Students interested in this work should have strong practical skills and an interest in efficient and pragmatic data analysis and retrieval. Students interestd in a graphical approach to the problem should have a decent CG background.
DNS Analysis, Optimisation And Security
Classifying DNS use
Given about 240M DNS message question/response pairs per day from two of Nominet's main nameservers that are responsible for the UK namespace, build a system that is able classify the requestors in near real time (that is, with as minimal data or limited time). Some of the heavy users are large ISP's resolvers, such as Google's DNS. Others are continuously scanning the namespace for changes for various reasons, ranging from speculating on the domain name market, botnets and spambots, regular uptime tests, etc, etc. Additionally, given the dataset and possible noSQL solutions like Hadoop/MapReduce, what other interesting aspects can be derived.
Spotting distributed whois abuse
We occasionally see attempts to mine large amounts of data from our whois service. This may be seen as, say, a large number of requests from a single client. However we have anti-abuse limits in place to stop this, so an obvious tactic would be to use a distributed system where each client performs a small number of queries and so no individual limits are reached. It might be possible to see this happening and impose a single limit on "cooperating clients" (assuming it could be done in real time).
Design a dedicated DNSSEC hardware security module (HSM)
Building a security module is hard. Outside interference may lead to compromised keys, or might trick the device in performing undesired operations. Lack of interference implies lack of an entropy source as well, hence the device needs a good internal source of entropy to generate keys. Design a device that is able to generate a key pair, guards the private keys, is able to generate signatures given the right credentials and is performant (at least 20 signatures a second).
Next Generation Rate Limiting
DNS servers are often abused for amplified reflection attacks, where a third party receives large responses from a large nameserver due to incoming queries with a spoofed source address. Currently, some basic rate limiting is possible which, however, can easily be circumvented. We're interested in a taxonomy of possible solutions or novel ideas to defend networks against large scale amplified reflection attacks.

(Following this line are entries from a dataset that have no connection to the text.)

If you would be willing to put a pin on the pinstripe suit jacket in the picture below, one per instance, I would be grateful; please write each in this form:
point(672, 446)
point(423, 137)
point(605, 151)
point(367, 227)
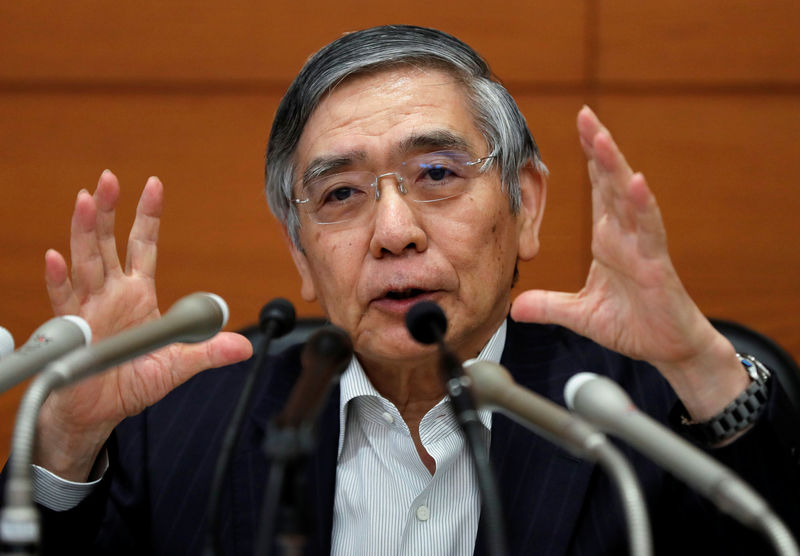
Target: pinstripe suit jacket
point(153, 498)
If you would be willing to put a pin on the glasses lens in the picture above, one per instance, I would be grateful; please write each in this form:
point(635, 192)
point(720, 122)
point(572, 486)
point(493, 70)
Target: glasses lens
point(340, 197)
point(438, 175)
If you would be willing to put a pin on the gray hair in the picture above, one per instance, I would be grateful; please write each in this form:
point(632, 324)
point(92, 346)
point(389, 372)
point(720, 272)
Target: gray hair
point(496, 114)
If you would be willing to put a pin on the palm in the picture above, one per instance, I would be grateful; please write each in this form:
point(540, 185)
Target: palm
point(112, 298)
point(633, 301)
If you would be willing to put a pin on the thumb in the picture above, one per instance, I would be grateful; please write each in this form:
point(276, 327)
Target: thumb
point(547, 307)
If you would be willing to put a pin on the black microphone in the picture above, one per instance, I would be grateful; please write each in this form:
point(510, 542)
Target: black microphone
point(290, 441)
point(6, 342)
point(275, 319)
point(325, 356)
point(427, 323)
point(50, 341)
point(495, 387)
point(193, 318)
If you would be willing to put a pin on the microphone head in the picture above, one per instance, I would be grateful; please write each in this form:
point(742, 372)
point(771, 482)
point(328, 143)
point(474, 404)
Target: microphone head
point(574, 384)
point(199, 316)
point(82, 325)
point(6, 342)
point(280, 312)
point(426, 322)
point(329, 344)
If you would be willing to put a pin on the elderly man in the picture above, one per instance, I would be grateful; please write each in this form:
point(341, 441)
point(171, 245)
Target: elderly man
point(401, 172)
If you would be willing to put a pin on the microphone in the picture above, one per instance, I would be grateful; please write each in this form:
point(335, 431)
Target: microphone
point(275, 319)
point(193, 318)
point(325, 356)
point(427, 323)
point(607, 405)
point(494, 387)
point(6, 342)
point(50, 341)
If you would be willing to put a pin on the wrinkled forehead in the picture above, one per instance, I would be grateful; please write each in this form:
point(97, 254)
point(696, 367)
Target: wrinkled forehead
point(395, 110)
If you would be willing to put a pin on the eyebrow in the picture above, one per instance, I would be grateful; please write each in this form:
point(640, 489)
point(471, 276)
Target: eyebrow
point(436, 140)
point(440, 139)
point(323, 165)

Indoor Smartphone and Person Tracking
Bluetooth Low Energy Phone Tracking
This project will look at positioning mobile phones using BLE beacons distributed around the environment. This is a topic in industry at the moment but the beacons are expensive and the phone platforms have only just begun to support BLE properly. We will create beacons using raspberry pis and cheap bluetooth dangles. Unknowns include what power to beacon at, what update rate can be expected, what the continuous scan costs on the phone, whether we can infer good distance estimates and how easy it will be to spoof beacons and thereby cause havoc! The project has a high chance of international publication and further PhD work. Programming for android and/or iOS needed, along with good Linux skills. Previous knowledge of Bluetooth (in any form) is valuable but not essential.
Bluetooth Low Energy Sensor Network
This project will invert the typical Bluetooth tracking scenario by using BLE beacons on the person rather than in the environment building a sensor network of Raspberry Pi BLE sensors. Beacons are small and last years so each person could conceivably carry multiple to aid positioning and to minimise body attenuation. The research aim will be to establish the capabilities of such a system in terms of range, accuracy, power consumption, update rate and maximum beacon numbers. The project has a high chance of international publication and further PhD work. Experience working with Raspberry Pis or Linux environments essential. Previous knowledge of Bluetooth (in any form) is valuable but not essential.

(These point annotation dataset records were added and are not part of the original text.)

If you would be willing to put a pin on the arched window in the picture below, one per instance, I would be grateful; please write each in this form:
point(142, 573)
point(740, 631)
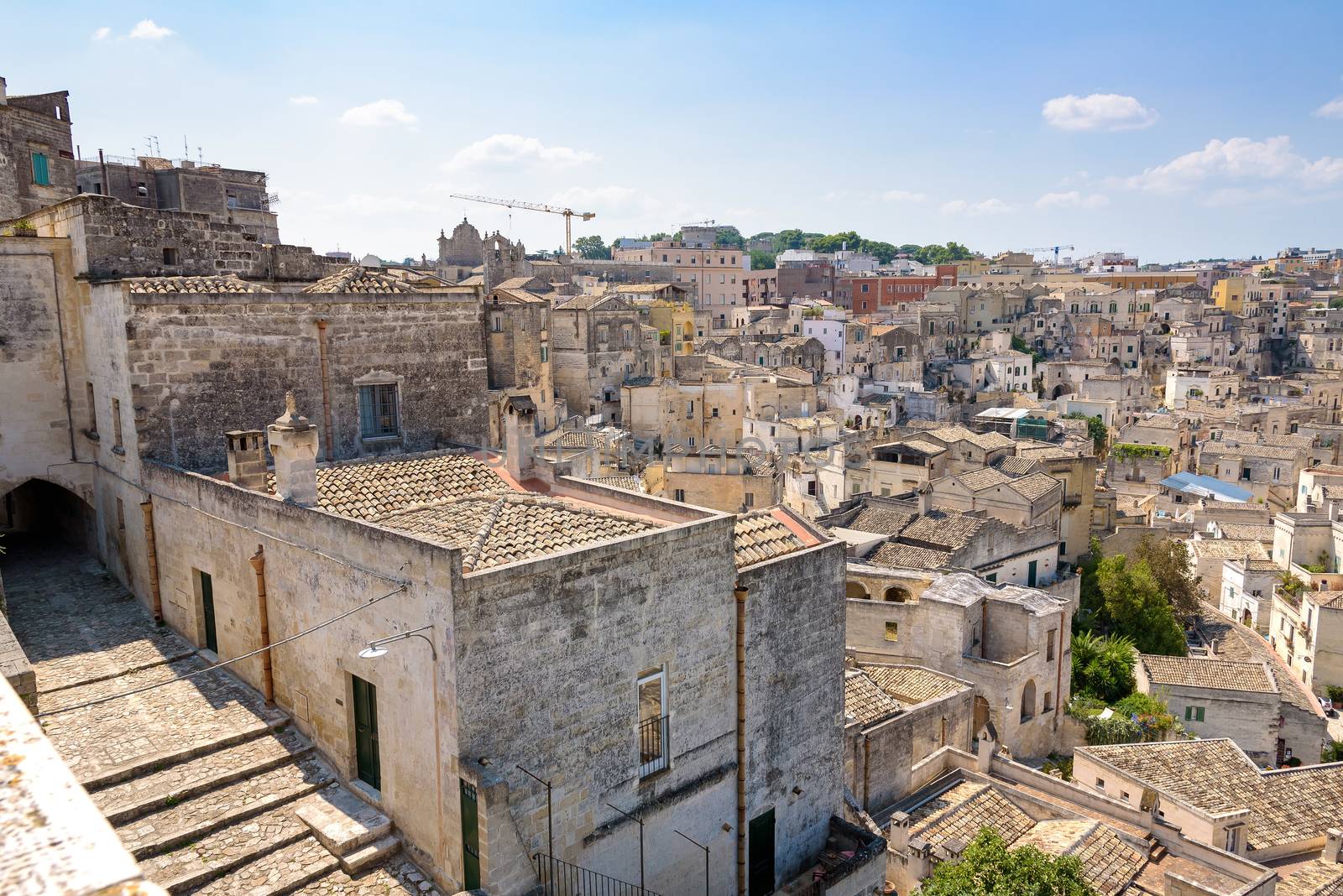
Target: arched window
point(856, 591)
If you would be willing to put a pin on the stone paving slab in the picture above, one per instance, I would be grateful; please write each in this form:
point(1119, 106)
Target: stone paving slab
point(201, 862)
point(183, 718)
point(393, 879)
point(76, 622)
point(227, 805)
point(282, 871)
point(128, 800)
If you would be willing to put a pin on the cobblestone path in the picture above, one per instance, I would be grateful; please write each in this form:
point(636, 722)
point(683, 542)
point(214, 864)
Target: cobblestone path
point(199, 779)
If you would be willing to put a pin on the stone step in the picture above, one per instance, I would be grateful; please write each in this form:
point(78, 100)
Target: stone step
point(275, 873)
point(342, 821)
point(228, 805)
point(156, 790)
point(215, 855)
point(374, 853)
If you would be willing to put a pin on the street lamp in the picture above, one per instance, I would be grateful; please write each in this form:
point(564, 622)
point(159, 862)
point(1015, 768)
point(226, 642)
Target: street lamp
point(378, 649)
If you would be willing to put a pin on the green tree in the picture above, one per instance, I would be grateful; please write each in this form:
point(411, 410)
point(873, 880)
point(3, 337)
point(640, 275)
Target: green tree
point(989, 868)
point(591, 247)
point(729, 237)
point(1103, 665)
point(1137, 607)
point(1170, 565)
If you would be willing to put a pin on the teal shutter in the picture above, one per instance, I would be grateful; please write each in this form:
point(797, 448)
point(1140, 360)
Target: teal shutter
point(39, 169)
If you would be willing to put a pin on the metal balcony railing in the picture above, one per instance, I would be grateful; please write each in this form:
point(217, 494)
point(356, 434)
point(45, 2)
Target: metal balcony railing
point(655, 745)
point(562, 879)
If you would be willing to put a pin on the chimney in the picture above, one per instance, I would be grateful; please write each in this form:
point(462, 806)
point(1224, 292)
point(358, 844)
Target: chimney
point(1333, 840)
point(246, 459)
point(293, 445)
point(520, 436)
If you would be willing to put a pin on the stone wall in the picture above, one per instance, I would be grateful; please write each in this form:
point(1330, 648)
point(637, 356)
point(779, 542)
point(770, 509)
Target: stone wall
point(548, 658)
point(207, 364)
point(796, 699)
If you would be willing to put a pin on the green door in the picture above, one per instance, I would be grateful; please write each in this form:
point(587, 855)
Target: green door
point(760, 855)
point(207, 602)
point(366, 734)
point(470, 839)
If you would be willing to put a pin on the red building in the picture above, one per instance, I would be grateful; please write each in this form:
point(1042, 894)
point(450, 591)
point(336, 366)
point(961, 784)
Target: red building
point(865, 294)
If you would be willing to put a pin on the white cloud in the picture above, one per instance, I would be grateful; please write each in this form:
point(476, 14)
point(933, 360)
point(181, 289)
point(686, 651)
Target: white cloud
point(1072, 199)
point(378, 114)
point(147, 29)
point(1098, 112)
point(503, 152)
point(1333, 109)
point(1237, 159)
point(974, 210)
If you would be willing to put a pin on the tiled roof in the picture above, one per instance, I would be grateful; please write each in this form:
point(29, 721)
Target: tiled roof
point(1287, 806)
point(866, 703)
point(912, 683)
point(895, 555)
point(884, 521)
point(374, 488)
point(1036, 486)
point(760, 535)
point(163, 284)
point(1226, 549)
point(1197, 672)
point(494, 530)
point(1017, 466)
point(358, 279)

Smartphone Camera-based Movement Classification
A key problem in Pedestrian Dead Reckoning is determining the direction of motion. It is hard to distincuish between back steps, side steps and forward steps. This project will look at repurposing smartphone cameras to estimate relative movement direction based on feature tracking applied to the ceiling or floor. Many optical flow-like algorithms exist that can be trialled. The important result is not just that the direction is correct, but also that the drain on the smartphone battery is minimised. This project will be carried out using the Android platform: some experience of programming for it will be necessary. The optical algorithms may be imported from e.g. openCV (which has an Android port), or written from scratch if preferable.

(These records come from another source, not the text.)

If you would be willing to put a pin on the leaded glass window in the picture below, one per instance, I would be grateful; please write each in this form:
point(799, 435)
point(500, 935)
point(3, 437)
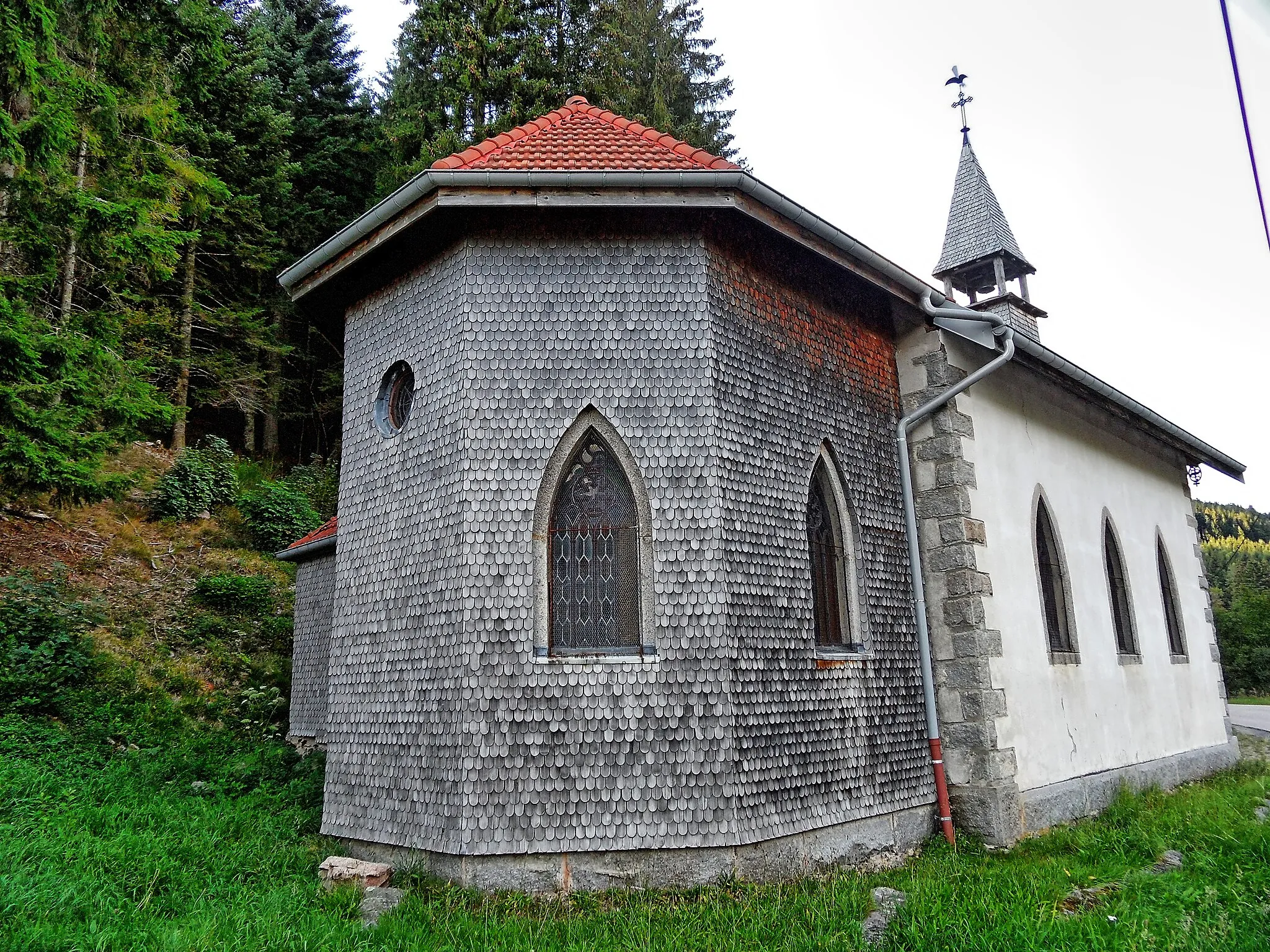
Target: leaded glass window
point(593, 546)
point(832, 610)
point(1118, 586)
point(1169, 592)
point(1053, 583)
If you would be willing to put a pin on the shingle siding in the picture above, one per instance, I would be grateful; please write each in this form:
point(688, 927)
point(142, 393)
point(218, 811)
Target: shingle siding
point(814, 744)
point(445, 734)
point(315, 601)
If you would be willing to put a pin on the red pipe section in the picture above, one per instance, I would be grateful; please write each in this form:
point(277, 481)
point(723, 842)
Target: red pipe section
point(941, 791)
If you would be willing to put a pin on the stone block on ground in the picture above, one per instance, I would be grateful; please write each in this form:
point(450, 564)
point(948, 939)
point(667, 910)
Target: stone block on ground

The dominant indoor positioning approach is the use of WiFi fingerprints. However, these are typically unable to unambiguously locate to a room since WiFi penetrates walls. We have in the past developed an InfraRed based location system (the Active Badge) that had people wear IR emitters and used IR receivers in each room. IR was very good at room localisation (IR does not penetrate walls) but we could not realistically install receivers everywhere. This project will look at exploiting the rising number of IR transmitters on recent smartphones (e.g. Galaxy S4) and simple networked IR receivers (built from e.g. Raspberry Pis or similar) to create a modern-day Active Badge that is fused with WiFi positioning data to create a more robust and ubiquitous tracking system. Experience of Android programming essential.
Programming language research to support physical science researchers
The Computer Lab is currently running a research project to apply programming language research to support programming in the sciences, via tools and languages (a slightly longer synopsis can be found here). As part of this project, we are investigating augmenting code with specifications to aid verification, program comprehension and construction, and improve bug analysis.
Stencil access specifications for verifying numerical code
Stencil computations are array based transformations, where each element of an output array, at position i, is computed from a finite set of neighbouring elements at position i in some input array(s) (e.g., convolution, the Game of Life). Some stencils are complicated, detailed, and dense (see for example, this stencil computation in a Navier-Stokes fluid simulator) where errors can be easily introduced by accidentally permuting indices, offsets, arrays, and even omitting particular indices.
The goal of this project is to design and implement a language of abstract stencil specifications, which can be attached to an existing general-purpose language, e.g. Fortran. These specifications will provide a guide to the programmer and a verification technique for the compiler.
For more examples of why this might be useful and how it might work see here
Smart phone usage and energy consumption
Energy consumption of web-service APIs
It is common for smartphone apps to make requests to server-side APIs either to download information or to post notifications. Commonly this is done using XMLRPC over HTTP. However, it could well be expected that this carries a considerable energy overhead due to use of a TCP connection, the addition of HTTP headers and the text-based encoding of information. This project seeks to measure the potential energy savings of different options such as more efficient encodings (e.g. Google's Protobuf) and the use of UDP.
Energy measurement hardware is available as are android phones for testing and equipment for building a controlled wifi testbed.
Interested students will need to demonstrate good programming ability and application development along with a good understanding of TCP, UDP, IP, Wifi and Cellular networking.
There are a variety of benchmarking tools available for Android which can produce a performance score for a particular handset. However, these tests do not really reflect the needs of actual phone users. The idea of this project is to use the Device Analyzer dataset to come up with better benchmarks.
The project will need to survey the various properties that current benchmarks are attempting to measure. Data analysis from Device Analyzer can then be used to work out how many users would be interested in these measurements and to see if there are more important properties to measure. We have a variety of phone handsets which can then be used for testing to see how they perform with the new designs.
Interested students will need to demonstrate good programming ability and have an interest in systems measurement. It is expected that data analysis will require some sort of distributed processing system such as Hadoop running on the DTG cluster.